« Le total des importations égyptiennes de blé tendre s’élève à 4,685 millions de tonnes, dont environ 3,7 millions de tonnes de blé d’origine russe », a annoncé Marc Zribi, chef de l’unité des grains et sucre au sein de la direction des marchés, études et prospective de FranceAgriMer mercredi à l’issue du conseil spécialisé. Le reste provient de la Roumanie et de l’Ukraine. L’appel d’offres égyptien, remporté mardi par la Russie, renforce la domination russe des blés de la mer Noire dans les achats du premier importateur mondial. En conséquence, FranceAgriMer annonce un recul des exportations des blés français vers les pays tiers de 9,5 millions de tonnes à 9,3, voire 9 millions de tonnes.

Les exportations vers les pays européens (Belgique, Pays Bas, Allemagne, Espagne, Italie et Portugal) sont en revanche en nette augmentation, passant de 8 à 8,6 millions de tonnes du fait des conditions climatiques dans les pays baltes et de la mauvaise récolte en Allemagne. « La qualité du blé français, à plus de 12 % de protéine, permet de gagner des parts de marché intra-communautaire », explique Marc Zribi.

La récente vague de froid extrême aux États-Unis et au Canada a eu des impacts négatifs sur les conditions de culture dans les États du Colorado, de l’Illinois, de l’Oklahoma et du Kansas. « Même s’il est trop tôt pour se faire une idée, cela reste un point d’attention pour les semaines à venir », déclare Marc Zribi.

Orge : des stocks historiquement bas

Les exportations d’orge de l’Union européenne progressent de 8 %. Le marché en Australie est en recul par rapport à 2017 : –39 % de production et –19 % d’exportation. Les exportations du Canada de juillet à novembre sont en forte augmentation (+147 %) par rapport à l’an dernier : la disponibilité en orges de brasserie canadiennes est au plus haut depuis quatre ans. Malgré cela, « les stocks rapportés à la consommation sont historiquement bas », déclare Marc Zribi.

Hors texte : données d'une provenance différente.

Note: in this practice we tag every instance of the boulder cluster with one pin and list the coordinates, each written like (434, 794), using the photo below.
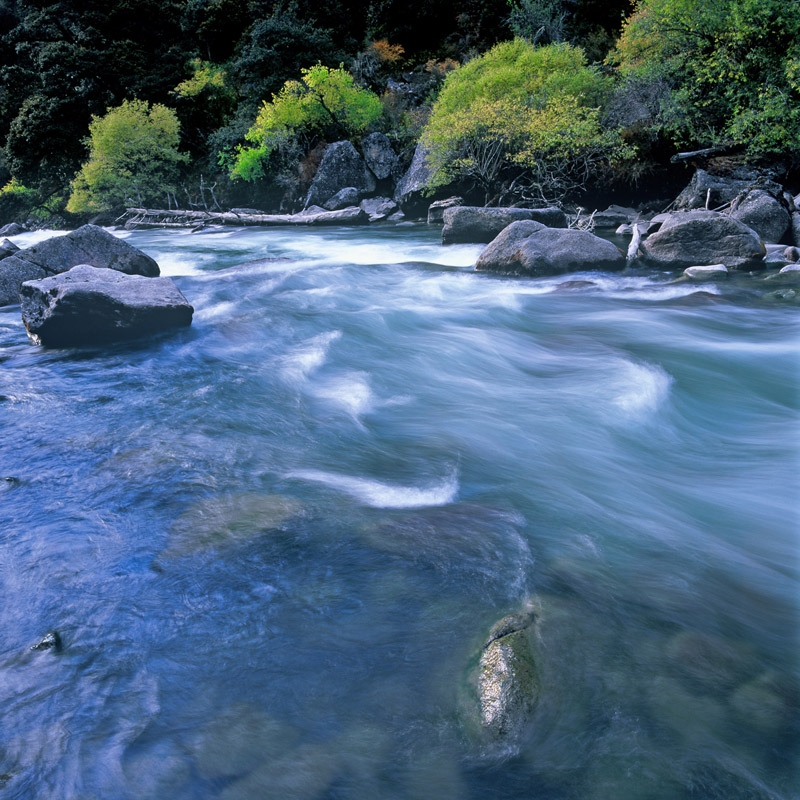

Réévaluation des stocks de maïs chinois

Le maïs affiche un bilan mondial tendu, avec une diminution des stocks de 29 %. Cela s’explique par une météo sèche et chaude au Brésil et en Argentine. Les cotations à Euronext sont cependant stables. Une baisse de production est attendue au Brésil : de 88 à 90 millions de tonnes contre 98 millions l’année passée. Le CIC (Conseil international des céréales) revoit à la hausse les stocks chinois, qui seraient sous-évalués : Marc Zribi annonce des stocks « proches de 200 millions de tonnes au lieu de la centaine habituellement relevée », précisant que ce chiffre est fondé sur des calculs et non du déclaratif.

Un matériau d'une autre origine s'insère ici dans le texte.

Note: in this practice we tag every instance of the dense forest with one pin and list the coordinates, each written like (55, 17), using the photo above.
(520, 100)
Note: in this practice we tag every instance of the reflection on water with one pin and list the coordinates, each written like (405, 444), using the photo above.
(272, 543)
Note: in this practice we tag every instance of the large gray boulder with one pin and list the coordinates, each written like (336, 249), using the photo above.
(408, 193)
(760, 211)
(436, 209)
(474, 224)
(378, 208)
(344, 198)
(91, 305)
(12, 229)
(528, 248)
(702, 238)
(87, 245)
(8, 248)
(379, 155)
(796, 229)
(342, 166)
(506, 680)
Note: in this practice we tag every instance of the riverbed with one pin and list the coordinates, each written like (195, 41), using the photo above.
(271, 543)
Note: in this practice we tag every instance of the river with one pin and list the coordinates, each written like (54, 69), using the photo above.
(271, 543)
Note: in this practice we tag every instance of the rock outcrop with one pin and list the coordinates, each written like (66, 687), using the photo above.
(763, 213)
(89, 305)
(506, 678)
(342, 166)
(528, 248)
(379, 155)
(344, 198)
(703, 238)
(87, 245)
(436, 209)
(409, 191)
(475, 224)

Le programme brésilien RenovaBio à suivre à moyen terme

Le Brésil a adopté le 27 décembre 2017 le programme RenovaBio dans le cadre de la COP 21 : ce programme de décarbonation dans le secteur du transport prévoit un investissement de 430 milliards de dollars américain dans la filière du biocarburant sur une dizaine d’années. Bien que le focus soit fait sur le développement de la canne à sucre, la Cofco (1) a annoncé privilégier le maïs comme matière première. « Cela ne peut être sans répercussion sur le marché mondial. Ce sera à suivre sur un horizon de 2 à 5 ans », déclare Marc Zribi.

(1) conglomérat public chinois, présent principalement dans l’agroalimentaire.